When I hear or read the word ‘moist,’ I immediately think of the locker room at the public pool where I learned how to swim when I was a kid.
It smelled like mildew and frogs, the walls were coated in grime and hair, and it was always at least 80 degrees in there — even in the winter.
It truly was a moist locker room.
Did the first sentence of this blog post make you shudder, too? If so, first of all, I hope I haven’t already lost you, because I did some research into why this particular word makes me physically convulse. And as it turns out, I’m not alone — 20% of the population has a serious aversion to the word ‘moist,’ too.
In this post, we’ll continue grossly examining the collective hatred of the word ‘moist,’ as well as dig into what word aversion is all about, anyway.
A cognitive psychologist at Oberlin College, Paul Thibodeau, conducted a series of experiments to determine exactly why the heck so many people hate the word ‘moist.’ He had three hypotheses he was testing:
Over the course of the experiment, Thibodeau found that participants didn’t mind similar words, like ‘hoist’ and ‘joist,’ so that disproved the first hypothesis.

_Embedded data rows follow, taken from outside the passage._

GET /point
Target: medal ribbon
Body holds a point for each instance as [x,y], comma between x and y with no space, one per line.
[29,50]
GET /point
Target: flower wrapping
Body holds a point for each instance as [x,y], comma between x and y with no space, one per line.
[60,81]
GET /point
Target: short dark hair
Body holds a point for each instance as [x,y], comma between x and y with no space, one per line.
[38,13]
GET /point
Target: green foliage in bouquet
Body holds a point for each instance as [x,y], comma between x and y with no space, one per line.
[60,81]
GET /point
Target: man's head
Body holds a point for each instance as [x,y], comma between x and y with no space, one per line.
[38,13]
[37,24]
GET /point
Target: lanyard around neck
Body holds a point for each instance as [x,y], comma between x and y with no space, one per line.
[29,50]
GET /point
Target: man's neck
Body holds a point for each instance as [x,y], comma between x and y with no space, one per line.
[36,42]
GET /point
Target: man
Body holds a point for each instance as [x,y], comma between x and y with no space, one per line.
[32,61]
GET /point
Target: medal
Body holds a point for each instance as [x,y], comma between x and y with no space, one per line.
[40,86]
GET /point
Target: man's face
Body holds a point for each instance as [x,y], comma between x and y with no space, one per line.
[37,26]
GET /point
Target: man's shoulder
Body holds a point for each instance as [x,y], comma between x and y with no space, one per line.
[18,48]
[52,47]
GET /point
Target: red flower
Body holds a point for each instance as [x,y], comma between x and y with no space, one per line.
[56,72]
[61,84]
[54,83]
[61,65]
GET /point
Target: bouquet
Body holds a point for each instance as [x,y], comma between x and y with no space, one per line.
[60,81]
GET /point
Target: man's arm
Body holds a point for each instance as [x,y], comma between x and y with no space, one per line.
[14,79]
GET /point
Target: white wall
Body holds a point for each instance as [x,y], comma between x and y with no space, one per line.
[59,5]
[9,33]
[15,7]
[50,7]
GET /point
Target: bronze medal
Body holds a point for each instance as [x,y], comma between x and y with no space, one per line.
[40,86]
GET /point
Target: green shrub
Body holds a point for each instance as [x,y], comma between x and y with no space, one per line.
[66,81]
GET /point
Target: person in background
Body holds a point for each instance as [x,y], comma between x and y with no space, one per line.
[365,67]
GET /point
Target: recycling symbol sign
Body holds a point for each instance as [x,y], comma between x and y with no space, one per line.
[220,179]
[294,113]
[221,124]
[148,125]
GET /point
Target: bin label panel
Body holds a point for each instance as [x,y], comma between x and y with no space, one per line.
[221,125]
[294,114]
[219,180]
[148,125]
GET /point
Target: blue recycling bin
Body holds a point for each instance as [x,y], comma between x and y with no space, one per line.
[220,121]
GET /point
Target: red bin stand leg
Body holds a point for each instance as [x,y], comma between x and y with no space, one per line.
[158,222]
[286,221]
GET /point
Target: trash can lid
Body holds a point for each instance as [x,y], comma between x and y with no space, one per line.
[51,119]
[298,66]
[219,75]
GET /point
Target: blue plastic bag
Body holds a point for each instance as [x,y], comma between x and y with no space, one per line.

Participants who didn’t like the word ‘moist’ also didn’t like words such as ‘phlegm,’ ‘vomit,’ and ‘diarrhea’ — suggesting that a big part of why people hate the word so much is its connotations to bodily fluids (sorry — that’s another gross one for me.)
Thibodeau also showed two groups of participants two different videos: People Magazine‘s Sexiest Men Alive saying the word ‘moist’ in awkward contexts, and a video of people using the word ‘moist’ to describe delicious cake. Participants who watched the first video — of sexy men saying ‘moist’ — found it more disgusting than the participants who watched the second video — about moist, delicious cake.
So, Thibodeau’s findings concluded that our widely-shared hatred of the word ‘moist’ is due to our associations between moisture and bodily fluids — but that there’s a huge social component to it, too. And part of our hatred of the word ‘moist’ might just be because so many other people around us think it’s gross — even if they are the sexiest men alive. But put ‘moist’ in the context of a delicious dessert, and all of that might be forgotten.
Word aversion is a funny thing. I don’t have much use for the word ‘moist’ in my blog posts about marketing, but there are definitely other words I don’t like — and find myself never using if I can help it. So, what’s the deal with word aversion, and does it only apply to words that sound disgusting? Read on to learn why you hate the words you hate.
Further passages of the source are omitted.